Detecting critical treatment effect bias in small subgroups
This addresses the issue of bias in observational studies for medical decision-making, offering a method to ensure reliability, though it is incremental as it builds on existing benchmarking approaches.
The paper tackles the problem of benchmarking observational studies against randomized trials to detect treatment effect biases in small subgroups, proposing a statistical test and bias bound that were validated in a real-world setting with conclusions aligning with medical knowledge.

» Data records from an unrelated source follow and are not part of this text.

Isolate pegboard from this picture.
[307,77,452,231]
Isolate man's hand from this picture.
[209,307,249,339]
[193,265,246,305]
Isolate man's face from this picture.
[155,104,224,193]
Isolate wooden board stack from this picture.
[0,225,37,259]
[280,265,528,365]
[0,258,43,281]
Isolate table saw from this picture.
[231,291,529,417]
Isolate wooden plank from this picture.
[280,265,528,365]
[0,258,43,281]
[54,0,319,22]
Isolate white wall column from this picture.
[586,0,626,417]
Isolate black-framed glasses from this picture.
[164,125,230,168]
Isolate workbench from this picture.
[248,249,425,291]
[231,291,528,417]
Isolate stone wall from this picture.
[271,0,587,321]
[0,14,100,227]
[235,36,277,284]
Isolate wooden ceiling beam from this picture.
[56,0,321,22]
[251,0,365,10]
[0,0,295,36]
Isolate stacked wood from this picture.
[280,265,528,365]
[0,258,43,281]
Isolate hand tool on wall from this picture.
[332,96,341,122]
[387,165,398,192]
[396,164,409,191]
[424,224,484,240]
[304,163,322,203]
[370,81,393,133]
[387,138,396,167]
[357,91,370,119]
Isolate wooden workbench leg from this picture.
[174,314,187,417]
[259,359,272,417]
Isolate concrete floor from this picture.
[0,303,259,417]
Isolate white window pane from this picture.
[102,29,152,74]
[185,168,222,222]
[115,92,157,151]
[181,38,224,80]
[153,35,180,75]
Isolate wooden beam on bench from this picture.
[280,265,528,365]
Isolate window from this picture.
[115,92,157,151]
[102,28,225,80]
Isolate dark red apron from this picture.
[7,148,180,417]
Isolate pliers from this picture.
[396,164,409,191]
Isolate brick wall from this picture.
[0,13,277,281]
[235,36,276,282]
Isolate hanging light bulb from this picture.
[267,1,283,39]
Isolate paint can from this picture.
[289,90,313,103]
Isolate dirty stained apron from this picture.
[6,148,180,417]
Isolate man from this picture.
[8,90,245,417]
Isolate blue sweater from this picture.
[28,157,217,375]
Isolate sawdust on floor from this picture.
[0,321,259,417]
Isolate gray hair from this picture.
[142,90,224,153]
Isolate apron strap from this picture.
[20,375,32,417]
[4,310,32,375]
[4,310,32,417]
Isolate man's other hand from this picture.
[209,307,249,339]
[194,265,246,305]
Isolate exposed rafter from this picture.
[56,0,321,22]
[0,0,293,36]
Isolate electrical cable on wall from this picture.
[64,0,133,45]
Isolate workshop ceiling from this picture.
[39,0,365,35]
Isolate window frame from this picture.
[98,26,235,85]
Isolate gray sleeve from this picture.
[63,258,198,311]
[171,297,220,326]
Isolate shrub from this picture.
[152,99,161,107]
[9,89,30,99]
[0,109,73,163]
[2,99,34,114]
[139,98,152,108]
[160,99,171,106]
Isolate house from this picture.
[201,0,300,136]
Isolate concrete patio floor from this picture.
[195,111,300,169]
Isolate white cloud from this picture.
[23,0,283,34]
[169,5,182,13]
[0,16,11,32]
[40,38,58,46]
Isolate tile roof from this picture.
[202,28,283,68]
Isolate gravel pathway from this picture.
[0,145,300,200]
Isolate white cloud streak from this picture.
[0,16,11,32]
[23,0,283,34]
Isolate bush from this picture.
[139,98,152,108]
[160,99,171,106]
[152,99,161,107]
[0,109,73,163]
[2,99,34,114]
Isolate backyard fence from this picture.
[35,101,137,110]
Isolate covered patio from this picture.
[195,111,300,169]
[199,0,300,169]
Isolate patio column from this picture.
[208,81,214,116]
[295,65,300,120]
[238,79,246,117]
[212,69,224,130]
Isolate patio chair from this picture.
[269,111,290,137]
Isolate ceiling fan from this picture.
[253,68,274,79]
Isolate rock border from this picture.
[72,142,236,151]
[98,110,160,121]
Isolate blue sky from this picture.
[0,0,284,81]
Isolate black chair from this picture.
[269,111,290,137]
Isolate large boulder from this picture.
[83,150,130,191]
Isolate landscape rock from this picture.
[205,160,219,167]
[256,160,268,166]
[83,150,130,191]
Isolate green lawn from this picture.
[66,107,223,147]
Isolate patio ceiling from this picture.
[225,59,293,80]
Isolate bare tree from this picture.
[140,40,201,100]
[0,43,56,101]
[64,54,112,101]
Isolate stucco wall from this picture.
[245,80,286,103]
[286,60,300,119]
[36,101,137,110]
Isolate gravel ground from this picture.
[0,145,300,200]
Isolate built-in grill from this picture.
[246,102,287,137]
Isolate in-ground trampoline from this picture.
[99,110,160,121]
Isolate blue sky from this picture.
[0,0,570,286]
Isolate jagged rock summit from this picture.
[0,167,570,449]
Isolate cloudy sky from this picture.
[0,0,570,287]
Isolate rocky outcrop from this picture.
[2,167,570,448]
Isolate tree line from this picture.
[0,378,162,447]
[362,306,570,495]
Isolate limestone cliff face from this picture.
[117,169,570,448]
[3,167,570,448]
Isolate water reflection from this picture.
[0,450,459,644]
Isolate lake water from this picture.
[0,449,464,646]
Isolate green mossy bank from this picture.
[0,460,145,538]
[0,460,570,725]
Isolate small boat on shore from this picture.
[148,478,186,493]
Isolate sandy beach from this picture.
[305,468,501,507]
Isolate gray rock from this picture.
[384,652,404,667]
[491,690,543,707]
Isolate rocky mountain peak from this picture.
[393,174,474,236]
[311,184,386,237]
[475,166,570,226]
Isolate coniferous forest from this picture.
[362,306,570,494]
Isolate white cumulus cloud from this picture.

Randomized trials are considered the gold standard for making informed decisions in medicine, yet they often lack generalizability to the patient populations in clinical practice. Observational studies, on the other hand, cover a broader patient population but are prone to various biases. Thus, before using an observational study for decision-making, it is crucial to benchmark its treatment effect estimates against those derived from a randomized trial. We propose a novel strategy to benchmark observational studies beyond the average treatment effect. First, we design a statistical test for the null hypothesis that the treatment effects estimated from the two studies, conditioned on a set of relevant features, differ up to some tolerance. We then estimate an asymptotically valid lower bound on the maximum bias strength for any subgroup in the observational study. Finally, we validate our benchmarking strategy in a real-world setting and show that it leads to conclusions that align with established medical knowledge.